В результате они несколько запоздали и застали уже то возбуждение и оживление, которое называется первым, или легким, опьянением. То есть они пропустили тот таинственный момент, когда некоторая холодность, скованность и разброд полузнакомых людей понемногу накапливались и подошли к тому пределу, когда все в сборе, и готов стол, и вот все рассаживаются, уже возбуждаясь и отпуская напряжение; разливается по рюмкам водка, и она, еще не выпитая, уже как-то подействовала; а потом, за первой рюмкой, ходом вторая – и уже все знают друг друга, тормоза сброшены, и кто-то говорит громко, и кто-то очень смеется, и всем кажется, что веселье длится уже давно, – но если кто-либо, с напрасной исследовательской жилкой, засек бы время, оказалось бы всего десять минут, как они сели за стол, от силы – пятнадцать; а уже первый хмель начинает свое плавное и неумолимое перерастание во второй, – и все это тем быстрее, чем независимей, чопорней и чинней ожидали гости этого момента…
Когда они пришли, дверь им открывали уже с неумеренной улыбкой на лице, без пиджака, с расстегнутым воротом, при галстуке, приспущенном, как флаг, с ничем не оправданной радостью говоря: наконец-то! и все вас ждут, – хотя вы и не знакомы вовсе. Такой открытый прием всегда, впрочем, впору – что-то вы оставляете за порогом: какую-то тяжесть, как шубу на вешалке. А поскольку время летнее и ни о каких шубах не может быть речи, тяжесть была единственной невидимой одеждой, которую Лева скинул тут же в передней и как бы даже проводил ее падение взглядом: взгляд упал на сундук.

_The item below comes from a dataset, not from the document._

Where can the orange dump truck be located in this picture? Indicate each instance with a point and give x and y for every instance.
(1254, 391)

Передняя незнакомой, тем более коммунальной квартиры – тоже таинственна: небольшое чистилище перед веселием, впрочем, темноватое, заставленное и захламленное – скорее предбанничек. Сундук, над ним велосипед, над велосипедом рога, под рогами подкова – все это незаметно входило в Леву, когда он, достав бутылки и передав хозяину, поджидал Фаину, внутренним усилием ее поторапливая, пока она, движением столь легким, что, казалось, и практически ненужным, прикасалась, как бы чуть подталкивая, ладонью к прическе, меняла туфли и еще раз пронзала самое себя неподкупным взглядом; вся она тут будто вздрагивала, вытягивалась, лицо ее становилось холодным, как бы чеканным, почти величественным – это все отражалось какую-то секунду в зеркале, Фаина поворачивалась и, не глядя на Леву, чтобы не растерять выражение, шла к дверям, а у Левы было впечатление, что это уже не Фаина, а отражение ее вышло из зеркала и пошло, неживое, – и сердце его чуть сжалось.